Methods A ‘secret shopper’ method was used. Telephone calls were made to a random sample of 47 private paediatric clinics. A trained research assistant posed as a parent, requesting the first available appointment with a specific paediatrician. Data regarding appointment availability, total potential charges and net charges after the Medicare rebate were collected.
Results Appointments were available in 79% (n = 37) of clinics, with 72% (n = 34) able to offer an appointment with the requested general paediatrician. The number of days until available appointments varied from same day appointments to a wait of 124 days, with an average wait of 33 days. Of practices that provided information about the appointment cost (n = 42), five bulk-billed for the consultation, whereas the remainder (n = 37) were fee-paying clinics. The potential maximum charge for an initial consultation in the fee-paying clinics ranged from A$177 to A$430, with an average cost of A$279. The potential maximum out-of-pocket cost for patients ranged from A$40 to A$222, with an average out-of-pocket cost of A$128.

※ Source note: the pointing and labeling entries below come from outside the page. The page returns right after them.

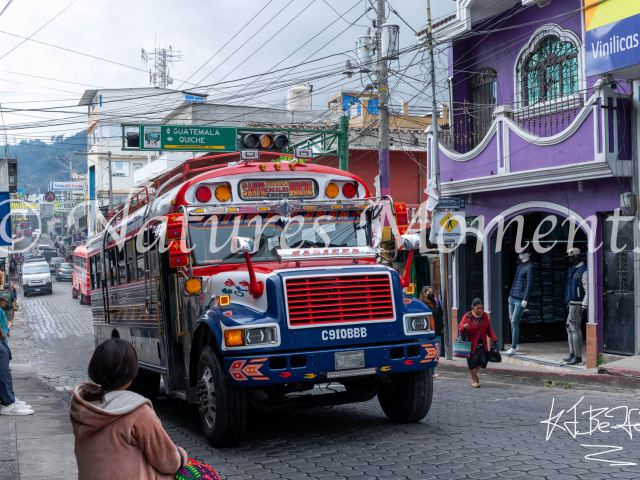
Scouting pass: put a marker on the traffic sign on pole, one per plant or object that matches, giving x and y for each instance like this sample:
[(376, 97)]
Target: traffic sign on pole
[(188, 137)]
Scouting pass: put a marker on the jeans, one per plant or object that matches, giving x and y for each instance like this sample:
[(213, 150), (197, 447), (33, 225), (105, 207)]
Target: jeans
[(574, 330), (6, 382), (515, 312)]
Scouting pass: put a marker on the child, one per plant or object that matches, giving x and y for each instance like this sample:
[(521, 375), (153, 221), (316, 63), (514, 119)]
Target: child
[(118, 435)]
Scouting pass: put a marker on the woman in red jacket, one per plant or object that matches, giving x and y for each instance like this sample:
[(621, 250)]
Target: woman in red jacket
[(476, 325)]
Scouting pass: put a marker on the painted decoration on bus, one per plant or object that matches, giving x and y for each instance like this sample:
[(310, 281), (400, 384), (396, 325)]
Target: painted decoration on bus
[(277, 189)]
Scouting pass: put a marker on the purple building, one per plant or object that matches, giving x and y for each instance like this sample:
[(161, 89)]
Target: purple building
[(532, 138)]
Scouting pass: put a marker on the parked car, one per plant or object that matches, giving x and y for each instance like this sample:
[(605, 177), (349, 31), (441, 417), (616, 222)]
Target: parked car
[(54, 262), (65, 272), (36, 278)]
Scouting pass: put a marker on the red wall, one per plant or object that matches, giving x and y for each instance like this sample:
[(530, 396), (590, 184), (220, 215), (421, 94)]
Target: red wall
[(404, 169)]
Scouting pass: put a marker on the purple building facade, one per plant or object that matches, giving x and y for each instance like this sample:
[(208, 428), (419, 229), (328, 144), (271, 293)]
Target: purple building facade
[(531, 136)]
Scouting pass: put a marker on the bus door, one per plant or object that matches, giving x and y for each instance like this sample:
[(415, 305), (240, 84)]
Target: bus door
[(171, 312)]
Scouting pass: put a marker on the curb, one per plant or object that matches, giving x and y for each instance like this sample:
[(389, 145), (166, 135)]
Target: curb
[(542, 378)]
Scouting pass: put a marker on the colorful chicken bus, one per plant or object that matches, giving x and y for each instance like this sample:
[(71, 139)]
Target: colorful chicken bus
[(252, 284), (81, 283)]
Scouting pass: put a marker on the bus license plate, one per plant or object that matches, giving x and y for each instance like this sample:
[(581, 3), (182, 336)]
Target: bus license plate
[(347, 360)]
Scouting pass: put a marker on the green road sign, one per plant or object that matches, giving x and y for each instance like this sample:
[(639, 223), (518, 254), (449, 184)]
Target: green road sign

Conclusions Private paediatric care in the Melbourne metropolitan region is generally available. The out-of-pocket cost of private paediatric out-patient care may present a potential economic barrier for some families.
What is known about the topic? In Australia, out-of-pocket expenses for private specialist care are not covered by private health insurance. There are no data available on the actual cost of private paediatric consultations that are based on real-time assessments. Data collected in 1998 suggested that the average waiting time for a first standard consultation with a general paediatrician in a private room was 14.1 days. There are no recent empirical data on appointment availability and waiting time for appointments with general paediatricians in Australia.
What does this paper add? There is high availability of paediatric consultations in the private sector. Waiting times for an appointment vary considerably from same day appointments to a wait of 124 days, with an average wait of 33 days. The cost of a private paediatric consultation in Australia to the patient is considerable, with an average potential maximum up-front charge for an initial consultation of A$279 and an average potential maximum out-of-pocket cost of A$128.
What are the implications for practitioners? Data on the availability and cost of private paediatric consultations are imperative to formulate evidence-informed policy and better understand variations in the availability of public and private care.